It's impossible to guess the content of Roger Karshner's The Man with the Plastic Sandwich by its title. Is the setting a cooking show? Is the "man" a toy-maker creating plastic food for those miniature ovens lining the aisles of local toy stores? One certainly won't expect the play to be about a man suffering through a midlife crisis brought on by being fired from his job after 20 years of loyal service.

But that's exactly the subject of The Man with the Plastic Sandwich, and it's funny and touching, with a story that's relevant to all people who find themselves at a crossroad. There is no better venue in which to present The Man With The Plastic Sandwich than the intimate Barn Theatre of the Richmond Hill Players in Geneseo. This is a theatre in the round, and though there isn't any interaction between actor and audience, you can't help but feel that you're part of the story.

A bench in a park somewhere in Los Angeles has become Walter Price's haven. For six months we has stopped here to have a sandwich and coffee after fruitless mornings of job hunting. He's depressed and frustrated and at a loss what to do with his life. Three uniquely different characters invade Walter's life at the park, and though he tries to push them away, he is unable to ignore their presence or the perspectives on life they bring with them. Ultimately, Walter incorporates their lessons into his own life, giving him the courage to pursue a lifelong dream. Stan Weimer gives the character of Walter a wonderful blend of all the emotions a person must have when life has been turned upside down, and the close proximity of the audience allows us to see those emotions play across Weimer's face as he meets and deals with the visitors to his park bench.
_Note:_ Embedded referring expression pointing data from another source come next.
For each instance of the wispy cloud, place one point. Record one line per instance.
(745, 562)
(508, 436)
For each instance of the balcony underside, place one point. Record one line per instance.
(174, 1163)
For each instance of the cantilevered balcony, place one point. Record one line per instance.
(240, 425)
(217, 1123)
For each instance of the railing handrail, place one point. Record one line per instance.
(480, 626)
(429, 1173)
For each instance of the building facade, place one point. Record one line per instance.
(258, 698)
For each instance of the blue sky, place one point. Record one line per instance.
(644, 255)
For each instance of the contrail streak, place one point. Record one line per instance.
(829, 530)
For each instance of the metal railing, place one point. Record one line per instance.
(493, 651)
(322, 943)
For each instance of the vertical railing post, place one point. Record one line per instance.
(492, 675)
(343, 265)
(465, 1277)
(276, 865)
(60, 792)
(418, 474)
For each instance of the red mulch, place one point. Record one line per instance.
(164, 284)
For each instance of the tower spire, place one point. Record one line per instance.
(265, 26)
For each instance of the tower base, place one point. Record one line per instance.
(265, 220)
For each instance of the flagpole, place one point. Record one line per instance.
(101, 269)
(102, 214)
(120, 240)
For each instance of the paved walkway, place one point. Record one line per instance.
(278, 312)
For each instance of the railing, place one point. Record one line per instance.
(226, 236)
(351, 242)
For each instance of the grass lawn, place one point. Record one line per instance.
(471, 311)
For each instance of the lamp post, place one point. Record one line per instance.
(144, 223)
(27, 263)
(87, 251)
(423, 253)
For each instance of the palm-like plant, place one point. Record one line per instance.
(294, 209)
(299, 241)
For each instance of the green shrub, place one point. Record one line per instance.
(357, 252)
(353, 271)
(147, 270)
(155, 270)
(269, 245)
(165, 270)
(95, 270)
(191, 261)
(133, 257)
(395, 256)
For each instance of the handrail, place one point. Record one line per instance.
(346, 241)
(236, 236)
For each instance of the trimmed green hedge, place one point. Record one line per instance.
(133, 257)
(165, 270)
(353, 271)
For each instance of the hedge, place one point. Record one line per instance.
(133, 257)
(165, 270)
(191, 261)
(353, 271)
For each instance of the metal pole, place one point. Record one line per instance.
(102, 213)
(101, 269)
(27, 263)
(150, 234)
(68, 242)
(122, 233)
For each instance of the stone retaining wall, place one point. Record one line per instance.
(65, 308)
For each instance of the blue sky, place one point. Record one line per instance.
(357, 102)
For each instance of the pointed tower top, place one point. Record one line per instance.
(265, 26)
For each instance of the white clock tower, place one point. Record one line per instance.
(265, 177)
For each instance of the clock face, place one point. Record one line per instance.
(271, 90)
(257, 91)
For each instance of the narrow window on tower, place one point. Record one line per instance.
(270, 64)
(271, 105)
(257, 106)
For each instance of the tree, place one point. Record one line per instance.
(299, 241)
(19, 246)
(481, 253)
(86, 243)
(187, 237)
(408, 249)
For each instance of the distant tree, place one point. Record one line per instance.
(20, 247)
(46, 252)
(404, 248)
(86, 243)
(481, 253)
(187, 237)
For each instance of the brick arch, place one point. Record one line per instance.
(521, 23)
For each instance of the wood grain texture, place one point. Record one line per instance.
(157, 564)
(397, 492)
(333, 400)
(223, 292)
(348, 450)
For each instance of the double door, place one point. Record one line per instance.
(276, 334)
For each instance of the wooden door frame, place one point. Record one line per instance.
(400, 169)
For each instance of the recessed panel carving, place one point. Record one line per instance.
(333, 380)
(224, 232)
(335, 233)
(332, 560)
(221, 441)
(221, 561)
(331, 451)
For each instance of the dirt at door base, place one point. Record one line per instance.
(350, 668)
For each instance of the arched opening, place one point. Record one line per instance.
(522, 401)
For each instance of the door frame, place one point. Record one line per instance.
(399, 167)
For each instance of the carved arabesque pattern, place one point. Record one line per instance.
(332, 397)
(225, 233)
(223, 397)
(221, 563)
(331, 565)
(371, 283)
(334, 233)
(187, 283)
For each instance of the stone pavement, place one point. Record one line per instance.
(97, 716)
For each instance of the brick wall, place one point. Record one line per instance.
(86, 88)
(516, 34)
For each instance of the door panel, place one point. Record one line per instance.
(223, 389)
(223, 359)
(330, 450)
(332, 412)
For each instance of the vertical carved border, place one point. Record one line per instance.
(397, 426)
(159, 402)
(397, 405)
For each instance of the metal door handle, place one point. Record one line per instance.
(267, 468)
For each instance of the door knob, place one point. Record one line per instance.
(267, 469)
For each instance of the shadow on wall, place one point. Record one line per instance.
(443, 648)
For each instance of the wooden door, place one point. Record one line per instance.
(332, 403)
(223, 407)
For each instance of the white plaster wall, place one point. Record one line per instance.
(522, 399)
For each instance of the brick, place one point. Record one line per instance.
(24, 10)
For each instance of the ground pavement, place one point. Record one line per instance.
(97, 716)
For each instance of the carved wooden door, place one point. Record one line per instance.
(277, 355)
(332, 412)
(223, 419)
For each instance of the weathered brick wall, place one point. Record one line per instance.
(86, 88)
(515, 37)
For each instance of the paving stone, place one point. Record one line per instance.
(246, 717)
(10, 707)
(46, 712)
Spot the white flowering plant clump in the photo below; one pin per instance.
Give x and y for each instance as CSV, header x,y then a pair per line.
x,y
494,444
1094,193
Angela Rathman plays Ellie, the first intruder. Rathman brings a bubbly, carefree aura to Ellie as she cajoles and teases Walter into conversation. Unable to resist a cause, Ellie fights to give Walter something she has an abundance of: self-confidence.
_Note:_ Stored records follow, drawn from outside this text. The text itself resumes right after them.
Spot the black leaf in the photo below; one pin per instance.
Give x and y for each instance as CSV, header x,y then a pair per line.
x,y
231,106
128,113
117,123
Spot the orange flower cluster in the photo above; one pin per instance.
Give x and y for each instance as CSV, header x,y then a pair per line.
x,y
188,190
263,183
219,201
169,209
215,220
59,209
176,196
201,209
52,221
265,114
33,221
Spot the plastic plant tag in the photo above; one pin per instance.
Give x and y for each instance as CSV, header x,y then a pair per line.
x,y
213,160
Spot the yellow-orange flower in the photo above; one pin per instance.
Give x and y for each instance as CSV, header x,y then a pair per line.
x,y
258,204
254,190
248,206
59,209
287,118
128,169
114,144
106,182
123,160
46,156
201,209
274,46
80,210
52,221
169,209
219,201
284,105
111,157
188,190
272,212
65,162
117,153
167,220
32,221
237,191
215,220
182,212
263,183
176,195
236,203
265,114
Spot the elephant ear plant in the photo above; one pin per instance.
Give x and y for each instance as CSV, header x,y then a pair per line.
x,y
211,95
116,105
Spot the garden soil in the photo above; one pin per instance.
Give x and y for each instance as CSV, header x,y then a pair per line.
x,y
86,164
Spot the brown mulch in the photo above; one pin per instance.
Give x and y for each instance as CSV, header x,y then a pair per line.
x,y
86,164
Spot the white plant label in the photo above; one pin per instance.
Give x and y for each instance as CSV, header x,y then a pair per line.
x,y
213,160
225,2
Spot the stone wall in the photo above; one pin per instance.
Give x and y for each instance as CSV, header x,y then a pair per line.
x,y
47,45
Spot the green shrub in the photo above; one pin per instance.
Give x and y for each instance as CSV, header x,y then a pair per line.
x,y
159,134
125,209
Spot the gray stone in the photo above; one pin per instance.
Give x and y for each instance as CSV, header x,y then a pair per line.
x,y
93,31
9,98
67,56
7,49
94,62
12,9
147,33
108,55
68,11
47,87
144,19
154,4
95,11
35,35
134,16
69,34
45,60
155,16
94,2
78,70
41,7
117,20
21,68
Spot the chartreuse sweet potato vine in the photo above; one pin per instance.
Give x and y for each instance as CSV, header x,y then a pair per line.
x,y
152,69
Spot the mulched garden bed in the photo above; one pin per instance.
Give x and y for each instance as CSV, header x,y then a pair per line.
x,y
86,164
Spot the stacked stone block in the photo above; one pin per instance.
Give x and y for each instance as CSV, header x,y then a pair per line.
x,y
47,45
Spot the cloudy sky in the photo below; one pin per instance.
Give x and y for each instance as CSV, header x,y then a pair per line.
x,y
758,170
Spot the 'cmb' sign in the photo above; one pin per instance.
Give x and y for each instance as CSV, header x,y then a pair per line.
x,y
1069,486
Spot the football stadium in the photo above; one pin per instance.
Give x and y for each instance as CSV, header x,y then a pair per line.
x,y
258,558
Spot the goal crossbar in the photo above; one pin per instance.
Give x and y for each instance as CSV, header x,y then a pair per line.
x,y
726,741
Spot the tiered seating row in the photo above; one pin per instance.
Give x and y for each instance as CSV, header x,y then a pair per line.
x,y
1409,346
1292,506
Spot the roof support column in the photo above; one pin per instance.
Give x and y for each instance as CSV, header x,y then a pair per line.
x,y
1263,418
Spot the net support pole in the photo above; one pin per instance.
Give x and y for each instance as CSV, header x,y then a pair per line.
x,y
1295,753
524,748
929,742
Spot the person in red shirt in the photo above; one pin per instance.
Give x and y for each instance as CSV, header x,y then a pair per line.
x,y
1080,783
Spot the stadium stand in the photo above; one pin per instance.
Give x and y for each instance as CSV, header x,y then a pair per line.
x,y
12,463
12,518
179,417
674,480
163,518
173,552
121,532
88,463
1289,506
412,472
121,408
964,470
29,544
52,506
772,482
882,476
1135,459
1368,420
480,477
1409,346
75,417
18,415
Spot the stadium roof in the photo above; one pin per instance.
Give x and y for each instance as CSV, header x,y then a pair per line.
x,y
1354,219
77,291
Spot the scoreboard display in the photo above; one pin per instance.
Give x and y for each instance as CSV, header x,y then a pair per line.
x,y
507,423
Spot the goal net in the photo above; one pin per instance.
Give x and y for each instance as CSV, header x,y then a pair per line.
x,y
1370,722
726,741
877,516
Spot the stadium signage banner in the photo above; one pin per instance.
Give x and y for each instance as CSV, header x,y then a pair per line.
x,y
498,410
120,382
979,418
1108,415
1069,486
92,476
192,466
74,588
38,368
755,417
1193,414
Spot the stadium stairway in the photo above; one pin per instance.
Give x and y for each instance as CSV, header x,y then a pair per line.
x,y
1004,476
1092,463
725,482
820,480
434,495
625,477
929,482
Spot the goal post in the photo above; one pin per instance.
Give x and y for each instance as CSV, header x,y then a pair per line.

Walter will need that confidence when next he meets Haley Fisk, a former executive who has given up money and comfort and ulcers to wander the country as the spirit moves him. David Rash is a commanding force as Fisk, bringing a brash assuredness to Haley that is a great contrast to Walter's timidity. It's important to believe that Haley's choice to give up his wealth was a deliberate one, and Rash's fine performance makes that possible.

Accepting a person's career choice is difficult for Walter when Lenore crosses his path, and Jeannie Duyck's portrayal of the "working girl" is bright and sophisticated. Though Walter might not agree with Lenore's choice to work at the world's oldest profession, Duyck's sensitive characterization makes Lenore's choice one that Walter eventually understands.
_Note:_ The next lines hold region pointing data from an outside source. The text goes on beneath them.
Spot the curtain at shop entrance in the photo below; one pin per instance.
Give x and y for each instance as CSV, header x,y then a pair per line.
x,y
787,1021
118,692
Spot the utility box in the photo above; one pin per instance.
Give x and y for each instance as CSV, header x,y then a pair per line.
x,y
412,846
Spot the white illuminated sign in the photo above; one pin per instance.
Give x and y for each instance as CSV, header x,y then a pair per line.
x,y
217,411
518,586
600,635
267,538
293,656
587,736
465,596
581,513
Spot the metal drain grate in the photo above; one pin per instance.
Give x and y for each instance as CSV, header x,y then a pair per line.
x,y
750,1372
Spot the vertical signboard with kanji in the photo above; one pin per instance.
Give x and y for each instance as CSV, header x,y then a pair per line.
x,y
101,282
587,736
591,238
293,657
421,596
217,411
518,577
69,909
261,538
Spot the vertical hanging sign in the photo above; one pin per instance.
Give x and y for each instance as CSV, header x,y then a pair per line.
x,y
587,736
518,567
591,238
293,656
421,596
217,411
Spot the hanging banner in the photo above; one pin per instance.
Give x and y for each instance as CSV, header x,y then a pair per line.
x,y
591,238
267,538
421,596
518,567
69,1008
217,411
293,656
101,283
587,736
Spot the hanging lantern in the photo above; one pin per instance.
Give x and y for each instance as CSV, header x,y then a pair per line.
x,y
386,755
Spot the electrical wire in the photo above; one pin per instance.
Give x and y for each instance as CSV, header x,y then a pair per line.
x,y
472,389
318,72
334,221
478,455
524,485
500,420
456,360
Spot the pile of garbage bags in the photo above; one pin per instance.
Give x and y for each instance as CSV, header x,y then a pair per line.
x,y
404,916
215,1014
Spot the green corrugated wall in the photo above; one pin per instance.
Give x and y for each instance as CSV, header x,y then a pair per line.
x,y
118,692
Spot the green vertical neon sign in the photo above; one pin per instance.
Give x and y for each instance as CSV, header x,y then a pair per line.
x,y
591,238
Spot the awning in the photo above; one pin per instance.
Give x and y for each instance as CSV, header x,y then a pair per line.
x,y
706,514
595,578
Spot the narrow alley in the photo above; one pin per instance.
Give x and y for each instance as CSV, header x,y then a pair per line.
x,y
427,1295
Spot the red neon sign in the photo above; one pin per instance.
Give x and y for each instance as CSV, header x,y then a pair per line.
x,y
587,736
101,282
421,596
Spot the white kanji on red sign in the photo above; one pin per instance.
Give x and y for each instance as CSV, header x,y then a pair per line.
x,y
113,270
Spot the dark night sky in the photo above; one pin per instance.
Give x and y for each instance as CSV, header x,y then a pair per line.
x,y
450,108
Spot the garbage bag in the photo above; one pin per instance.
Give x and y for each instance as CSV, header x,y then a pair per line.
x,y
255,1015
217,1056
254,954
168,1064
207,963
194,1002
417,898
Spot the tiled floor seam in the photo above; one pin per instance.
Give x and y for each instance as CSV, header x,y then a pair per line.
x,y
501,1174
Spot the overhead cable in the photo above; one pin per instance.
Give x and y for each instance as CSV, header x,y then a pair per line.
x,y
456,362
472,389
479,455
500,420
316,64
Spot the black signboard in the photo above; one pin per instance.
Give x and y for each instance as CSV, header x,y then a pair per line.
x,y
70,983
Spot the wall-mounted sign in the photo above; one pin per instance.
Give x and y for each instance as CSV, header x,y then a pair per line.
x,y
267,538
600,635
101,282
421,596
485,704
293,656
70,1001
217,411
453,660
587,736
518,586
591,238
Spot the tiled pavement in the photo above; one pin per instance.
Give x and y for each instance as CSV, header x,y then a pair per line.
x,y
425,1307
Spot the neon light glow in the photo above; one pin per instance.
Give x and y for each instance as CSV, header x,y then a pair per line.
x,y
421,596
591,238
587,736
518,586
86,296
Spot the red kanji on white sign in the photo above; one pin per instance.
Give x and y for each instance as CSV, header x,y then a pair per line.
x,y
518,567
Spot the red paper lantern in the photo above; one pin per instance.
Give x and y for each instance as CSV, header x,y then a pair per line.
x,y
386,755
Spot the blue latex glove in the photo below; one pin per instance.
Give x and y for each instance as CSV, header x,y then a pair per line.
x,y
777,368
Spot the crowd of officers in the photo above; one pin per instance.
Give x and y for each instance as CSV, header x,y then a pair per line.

Blending the subtle story woven throughout The Man with the Plastic Sandwich with its humor is admirably done by director, Sharon Luikart. One of the difficulties of working in a theatre in the round is the fact that an actor will always have his back to some part of the audience. Luikart's efforts to minimize that drawback while keeping the actors' movements natural were welcomed.

The Man with the Plastic Sandwich is a wonderful show and worth the trip to the Barn Theatre in Geneseo. Performances continue September 7, 8, 9, and 10.